A travers une vaste galerie d'officiers, de sous-officiers et de simples soldats, le film brosse un panorama assez réaliste de ce que pouvait être une garnison américaine à la veille de Pearl Harbor, mais en même temps, c'est une virulente critique de l'armée US, de la psychologie des militaires, de leur ivrognerie chronique, des corvées stupides pour brider un homme, et de tout ce qui se passe dans une base militaire, car le film, même s'il comporte une grande scène finale d'attaque japonaise qui décidera l'entrée en guerre des Etats-Unis en 1941, reste avant tout attaché aux personnages et ne peut pas être considéré comme un film de guerre traditionnel.
Ces personnages sont un peu conventionnels, et l'intrigue est très hollywoodienne, mais la proximité de la guerre domine tout le film et on sent l'imminence du danger. Chacun va alors tenter de vivre une ultime fois pour se prouver qu'il existe en ne sachant pas quel sera l'avenir. Les personnages vont se jeter dans l'action avec la frénésie du désespoir, à l'image des amants maudits incarnés par Burt Lancaster et Deborah Kerr, dont la scène de baiser dans les vagues est restée célèbre et même parodiée, notamment dans Shrek 2 ; cette scène fut jugée trop érotique et scandaleuse en 1953, et faillit être supprimée par la censure américaine, pourtant elle est très courte et ne dure à peine que 30 secondes, mais les vagues écumantes font partie d'un symbolisme érotique qui aujourd'hui semblera bien innocent.
L'interprétation est à ce titre de premier ordre, avec un Burt Lancaster en sergent-chef au charme viril, Montgomery Clift en angoissé marqué par le destin, Deborah Kerr en épouse volage d'officier (rôle à contre-emploi), Donna Reed en douce prostituée désenchantée, Frank Sinatra en récalcitrant persécuté par Ernest Borgnine qui compose un réjouissant portrait de brute sadique, implacable et bornée... La carrière cinématographique de Sinatra (qui n'avait jusqu'ici tourné que des comédies musicales) redécolla grâce à ce premier rôle dramatique, et il reçut même l'Oscar du Meilleur second rôle ; on dit même que Coppola s'en est inspiré pour le personnage du chanteur Johnny Fontaine dans le Parrain. Parmi les autres acteurs de complément, on remarque outre Borgnine qui a encore ici un rôle secondaire, Claude Akins, Mickey Shaughnessy et Jack Warden dans des petits rôles avec quelques lignes de dialogue.
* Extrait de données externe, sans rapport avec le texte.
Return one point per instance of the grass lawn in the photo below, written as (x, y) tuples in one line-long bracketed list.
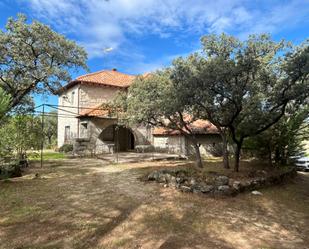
[(47, 155), (88, 203)]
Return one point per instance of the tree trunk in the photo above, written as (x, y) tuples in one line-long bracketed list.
[(237, 156), (225, 152), (270, 161), (198, 158)]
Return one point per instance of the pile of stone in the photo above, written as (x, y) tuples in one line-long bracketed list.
[(219, 185)]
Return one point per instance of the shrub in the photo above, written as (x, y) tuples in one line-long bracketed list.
[(66, 148)]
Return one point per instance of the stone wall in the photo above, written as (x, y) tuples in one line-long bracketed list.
[(217, 185), (67, 102), (210, 145)]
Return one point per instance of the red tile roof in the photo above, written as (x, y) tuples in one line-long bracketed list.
[(198, 127), (108, 77)]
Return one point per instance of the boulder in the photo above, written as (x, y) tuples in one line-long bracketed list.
[(172, 181), (255, 192), (206, 188), (153, 176), (237, 185), (192, 181), (221, 180), (223, 190), (184, 188)]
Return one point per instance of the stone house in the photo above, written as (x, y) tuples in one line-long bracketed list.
[(85, 120)]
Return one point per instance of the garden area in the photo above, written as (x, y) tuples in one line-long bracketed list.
[(84, 203), (253, 94)]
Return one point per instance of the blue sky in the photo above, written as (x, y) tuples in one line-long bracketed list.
[(137, 36)]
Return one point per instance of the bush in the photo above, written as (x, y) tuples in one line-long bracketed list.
[(10, 171), (66, 148)]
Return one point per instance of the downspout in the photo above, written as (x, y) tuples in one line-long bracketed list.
[(78, 121)]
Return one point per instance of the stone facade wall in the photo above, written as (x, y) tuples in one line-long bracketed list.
[(171, 144), (80, 96), (91, 95), (67, 102)]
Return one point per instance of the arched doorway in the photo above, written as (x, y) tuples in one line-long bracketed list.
[(120, 137)]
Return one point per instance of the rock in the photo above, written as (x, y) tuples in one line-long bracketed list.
[(224, 188), (237, 185), (186, 189), (161, 178), (192, 181), (221, 180), (168, 177), (206, 188), (179, 180), (153, 176), (172, 181), (255, 192)]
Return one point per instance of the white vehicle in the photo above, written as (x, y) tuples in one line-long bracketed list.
[(302, 163)]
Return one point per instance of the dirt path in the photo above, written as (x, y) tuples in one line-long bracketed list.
[(88, 204)]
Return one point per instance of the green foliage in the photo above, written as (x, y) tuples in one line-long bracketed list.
[(66, 148), (35, 59), (4, 102), (284, 139), (243, 87), (19, 134), (50, 129)]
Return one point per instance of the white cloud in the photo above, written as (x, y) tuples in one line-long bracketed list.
[(98, 24)]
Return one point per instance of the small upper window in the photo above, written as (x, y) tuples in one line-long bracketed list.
[(63, 99), (72, 98)]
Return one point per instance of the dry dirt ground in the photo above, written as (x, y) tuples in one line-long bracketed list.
[(89, 204)]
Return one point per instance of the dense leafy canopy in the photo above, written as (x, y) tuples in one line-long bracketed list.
[(35, 59)]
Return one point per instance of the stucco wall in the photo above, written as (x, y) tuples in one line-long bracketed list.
[(172, 144), (84, 96), (66, 112), (91, 95)]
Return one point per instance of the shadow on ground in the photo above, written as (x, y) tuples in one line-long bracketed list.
[(86, 203)]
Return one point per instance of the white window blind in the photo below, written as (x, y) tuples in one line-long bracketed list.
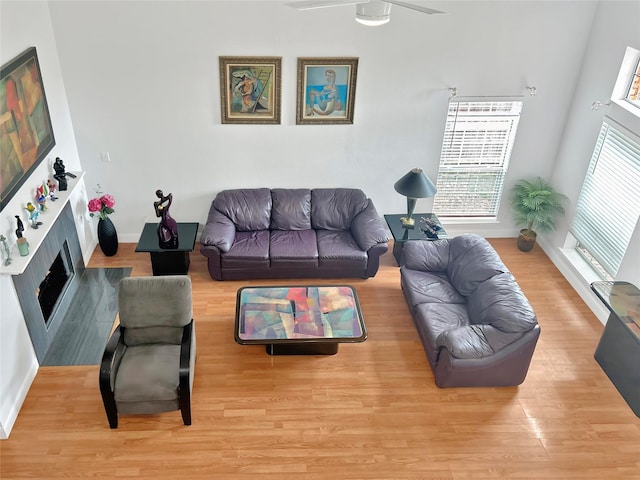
[(475, 154), (608, 207)]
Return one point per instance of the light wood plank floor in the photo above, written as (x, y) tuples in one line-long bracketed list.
[(370, 412)]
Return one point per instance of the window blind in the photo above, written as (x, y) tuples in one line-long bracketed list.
[(476, 148), (608, 207)]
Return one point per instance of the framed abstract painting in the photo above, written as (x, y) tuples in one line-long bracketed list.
[(26, 135), (326, 90), (250, 89)]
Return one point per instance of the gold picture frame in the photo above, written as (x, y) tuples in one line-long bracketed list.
[(326, 90), (250, 89)]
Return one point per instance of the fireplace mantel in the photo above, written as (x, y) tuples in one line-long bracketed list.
[(35, 237)]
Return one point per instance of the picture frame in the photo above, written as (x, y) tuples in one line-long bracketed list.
[(26, 133), (326, 90), (250, 89)]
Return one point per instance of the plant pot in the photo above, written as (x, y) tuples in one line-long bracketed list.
[(107, 237), (526, 240)]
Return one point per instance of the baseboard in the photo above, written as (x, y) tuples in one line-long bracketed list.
[(577, 281), (6, 424)]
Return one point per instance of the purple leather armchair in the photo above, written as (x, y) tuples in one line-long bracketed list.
[(293, 233)]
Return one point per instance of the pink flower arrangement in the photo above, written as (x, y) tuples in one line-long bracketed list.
[(102, 206)]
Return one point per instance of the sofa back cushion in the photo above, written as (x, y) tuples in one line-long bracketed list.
[(291, 209), (426, 256), (335, 208), (472, 260), (499, 302), (248, 208)]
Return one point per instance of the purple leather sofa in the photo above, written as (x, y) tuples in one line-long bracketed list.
[(476, 325), (293, 233)]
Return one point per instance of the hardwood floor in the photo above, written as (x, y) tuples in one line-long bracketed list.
[(370, 412)]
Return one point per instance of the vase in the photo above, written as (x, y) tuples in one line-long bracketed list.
[(107, 237)]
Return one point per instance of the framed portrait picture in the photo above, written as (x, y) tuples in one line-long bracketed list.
[(26, 135), (250, 89), (326, 90)]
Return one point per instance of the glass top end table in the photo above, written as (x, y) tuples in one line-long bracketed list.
[(427, 227), (164, 261)]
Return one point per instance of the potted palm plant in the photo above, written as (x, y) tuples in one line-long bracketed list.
[(535, 205)]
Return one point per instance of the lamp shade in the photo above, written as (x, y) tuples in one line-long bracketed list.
[(415, 184)]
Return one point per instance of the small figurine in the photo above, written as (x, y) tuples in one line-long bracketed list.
[(7, 252), (167, 228), (20, 227), (41, 196), (430, 228), (52, 189), (23, 245), (60, 175), (33, 215)]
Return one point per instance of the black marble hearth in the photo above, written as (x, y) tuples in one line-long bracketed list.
[(87, 324)]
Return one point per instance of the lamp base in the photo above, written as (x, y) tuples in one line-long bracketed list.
[(407, 222)]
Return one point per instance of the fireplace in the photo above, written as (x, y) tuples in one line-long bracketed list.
[(47, 286), (56, 280)]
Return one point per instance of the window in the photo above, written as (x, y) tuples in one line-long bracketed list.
[(477, 145), (633, 94), (608, 207)]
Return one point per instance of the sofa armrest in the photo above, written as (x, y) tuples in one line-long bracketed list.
[(219, 231), (475, 341), (367, 228)]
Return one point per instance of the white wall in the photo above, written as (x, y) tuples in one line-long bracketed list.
[(23, 25), (142, 83), (616, 27)]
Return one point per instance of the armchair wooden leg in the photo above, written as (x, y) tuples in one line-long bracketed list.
[(185, 409)]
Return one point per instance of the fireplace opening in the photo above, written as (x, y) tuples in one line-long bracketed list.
[(54, 284)]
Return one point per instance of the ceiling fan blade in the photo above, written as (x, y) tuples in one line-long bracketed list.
[(413, 6), (313, 4)]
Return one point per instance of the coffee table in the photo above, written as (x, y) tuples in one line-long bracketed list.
[(299, 320), (166, 261)]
Non content de glaner 8 Oscars, ce drame solide remporta l'adhésion du public qui avait déjà plébiscité le roman de James Jones dont le film était tiré ; il fut un peu surestimé en raison peut-être de sa peinture antimilitariste, mais l'aspect humain du propos est important, le film compte quelques scènes d'une force poignante (la scène de la plage, le combat de boxe dans la cour, la bagarre au couteau, la mort de Maggio, la sonnerie aux morts au clairon, le bombardement, la fin absurde de Prewitt, l'épilogue sur le bateau) et il reste encore de nos jours considéré comme un grand classique par de nombreux cinéphiles.